This is a follow-up to another post of mine, to wit:
I’ve been noticing that running restic backup from exactly the same local dirtree to exactly the same repo is taking longer every day; here’s a graph of the speed (local dirtree size in bytes, divided by the time it took for the backup to run) of the last 9 executions:
I can see speed going down so much that soon enough it will be taking longer than 24 hours to do a single daily backup – which is obviously not acceptable.
The repository currently has 54 snapshots, and as I’m not currently running neither restic forget nor restic prune, it increases daily.
Question #1: Would running restic forget and restic prune periodically, say every week, and keeping just 30 backups or so, be enough to bring down and hold down this trend?

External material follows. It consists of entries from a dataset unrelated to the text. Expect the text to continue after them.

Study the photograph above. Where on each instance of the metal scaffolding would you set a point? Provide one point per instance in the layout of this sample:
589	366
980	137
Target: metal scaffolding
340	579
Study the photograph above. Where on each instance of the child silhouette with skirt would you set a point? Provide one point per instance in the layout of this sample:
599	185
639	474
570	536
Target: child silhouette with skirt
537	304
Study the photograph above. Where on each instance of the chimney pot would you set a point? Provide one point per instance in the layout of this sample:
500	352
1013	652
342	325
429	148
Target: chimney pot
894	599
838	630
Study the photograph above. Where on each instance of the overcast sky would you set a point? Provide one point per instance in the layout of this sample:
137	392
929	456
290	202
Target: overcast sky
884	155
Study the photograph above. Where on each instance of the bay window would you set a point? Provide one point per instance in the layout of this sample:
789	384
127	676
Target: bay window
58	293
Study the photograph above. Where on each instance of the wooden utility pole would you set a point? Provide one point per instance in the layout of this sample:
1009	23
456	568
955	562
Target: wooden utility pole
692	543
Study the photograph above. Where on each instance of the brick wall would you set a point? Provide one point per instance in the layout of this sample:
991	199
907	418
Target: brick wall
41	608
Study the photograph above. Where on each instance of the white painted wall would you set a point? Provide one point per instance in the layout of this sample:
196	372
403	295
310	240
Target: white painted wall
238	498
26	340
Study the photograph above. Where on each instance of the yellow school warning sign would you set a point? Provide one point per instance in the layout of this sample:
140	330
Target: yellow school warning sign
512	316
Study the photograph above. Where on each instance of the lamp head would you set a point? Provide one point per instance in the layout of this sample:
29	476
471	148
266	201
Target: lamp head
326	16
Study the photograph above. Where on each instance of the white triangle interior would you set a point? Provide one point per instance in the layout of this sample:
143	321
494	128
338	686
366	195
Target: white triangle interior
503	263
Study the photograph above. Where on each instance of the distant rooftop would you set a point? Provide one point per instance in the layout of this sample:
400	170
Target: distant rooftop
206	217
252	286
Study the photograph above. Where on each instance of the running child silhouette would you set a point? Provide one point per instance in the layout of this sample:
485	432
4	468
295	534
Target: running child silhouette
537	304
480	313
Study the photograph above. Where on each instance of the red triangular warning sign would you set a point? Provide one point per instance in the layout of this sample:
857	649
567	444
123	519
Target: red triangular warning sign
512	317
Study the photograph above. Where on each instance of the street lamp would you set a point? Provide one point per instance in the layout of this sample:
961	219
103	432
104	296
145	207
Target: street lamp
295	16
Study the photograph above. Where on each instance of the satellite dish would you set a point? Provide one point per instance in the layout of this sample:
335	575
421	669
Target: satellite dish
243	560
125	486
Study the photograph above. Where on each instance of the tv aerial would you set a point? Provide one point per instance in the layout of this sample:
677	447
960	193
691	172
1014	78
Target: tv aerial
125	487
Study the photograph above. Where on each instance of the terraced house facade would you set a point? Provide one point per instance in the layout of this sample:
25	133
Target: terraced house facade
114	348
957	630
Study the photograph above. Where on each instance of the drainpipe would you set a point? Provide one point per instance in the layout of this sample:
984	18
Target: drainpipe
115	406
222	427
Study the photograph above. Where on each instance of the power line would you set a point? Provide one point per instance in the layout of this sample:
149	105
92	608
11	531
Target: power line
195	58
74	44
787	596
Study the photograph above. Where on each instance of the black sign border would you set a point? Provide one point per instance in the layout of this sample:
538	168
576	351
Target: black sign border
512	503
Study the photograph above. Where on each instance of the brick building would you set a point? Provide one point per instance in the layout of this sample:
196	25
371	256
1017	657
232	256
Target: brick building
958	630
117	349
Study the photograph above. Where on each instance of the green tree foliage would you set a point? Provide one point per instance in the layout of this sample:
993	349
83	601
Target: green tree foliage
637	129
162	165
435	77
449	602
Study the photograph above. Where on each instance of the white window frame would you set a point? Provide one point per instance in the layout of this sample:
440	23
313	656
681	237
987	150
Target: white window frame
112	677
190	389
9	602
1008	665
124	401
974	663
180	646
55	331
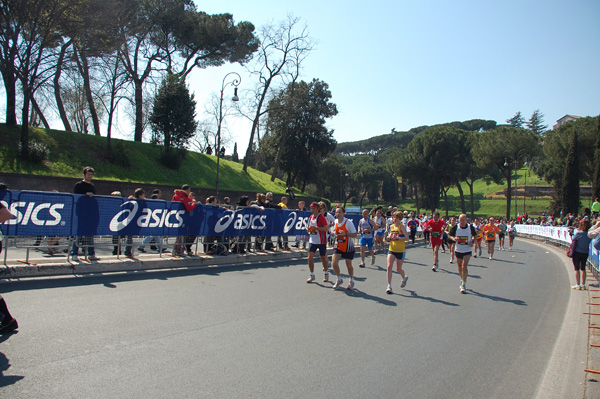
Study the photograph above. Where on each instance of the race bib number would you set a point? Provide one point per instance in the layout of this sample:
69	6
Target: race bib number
462	240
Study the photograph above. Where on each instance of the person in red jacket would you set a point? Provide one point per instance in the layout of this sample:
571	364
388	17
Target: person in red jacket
436	227
182	196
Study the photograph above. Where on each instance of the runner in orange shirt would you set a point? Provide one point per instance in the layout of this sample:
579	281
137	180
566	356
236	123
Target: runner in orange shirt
345	232
489	231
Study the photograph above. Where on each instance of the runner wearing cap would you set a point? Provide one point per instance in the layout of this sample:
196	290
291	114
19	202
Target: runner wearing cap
366	226
344	248
490	230
317	230
397	250
465	236
436	227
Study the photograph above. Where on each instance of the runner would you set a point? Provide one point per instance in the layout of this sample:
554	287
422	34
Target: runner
317	228
502	226
477	225
380	225
397	239
451	242
490	230
464	236
330	221
344	232
426	232
435	226
445	237
366	227
512	233
413	225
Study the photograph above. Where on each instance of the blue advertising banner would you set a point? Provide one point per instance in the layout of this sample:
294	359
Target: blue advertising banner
62	214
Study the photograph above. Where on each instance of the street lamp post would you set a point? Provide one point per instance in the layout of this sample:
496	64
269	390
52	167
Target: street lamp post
235	82
515	161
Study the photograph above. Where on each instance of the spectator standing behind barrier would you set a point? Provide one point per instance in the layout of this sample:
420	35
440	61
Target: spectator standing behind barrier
182	195
301	239
595	208
191	239
242	241
156	194
270	204
581	252
116	239
138	194
7	322
282	241
85	187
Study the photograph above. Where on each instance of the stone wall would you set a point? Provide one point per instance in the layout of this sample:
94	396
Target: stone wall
16	181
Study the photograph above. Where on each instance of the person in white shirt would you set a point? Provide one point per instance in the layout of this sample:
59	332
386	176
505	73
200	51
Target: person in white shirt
465	236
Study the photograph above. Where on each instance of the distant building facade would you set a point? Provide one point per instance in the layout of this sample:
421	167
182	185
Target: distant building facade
565	119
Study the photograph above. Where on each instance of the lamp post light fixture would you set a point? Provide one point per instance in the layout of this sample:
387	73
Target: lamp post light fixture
235	82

Question #2: I understand nothing can be done with the repo while restic prune is running, so I need it to finish fast. As my repo resides in Google Drive, I’m planning on starting a “n1-standard-8” (8 VCPUs and 30GB RAM) Google Compute Engine instance and run restic prune there in order to have as much high-bandwidth and low-latency as possible. Has anyone done that already? Can you share your experience, the machine type you employed, whether a preemptible instance worked for you, etc?
Question #3: I found #1348, mentioning @cbane’s prune-speedup restic tree.. Are there any other mods to restic I should consider using in order to speed my upcoming restic prune?
Is this graph referring to your remote Google Drive target?
Is this graph describing the performance of your modified restic client in which you have changed the pack size to 250MB?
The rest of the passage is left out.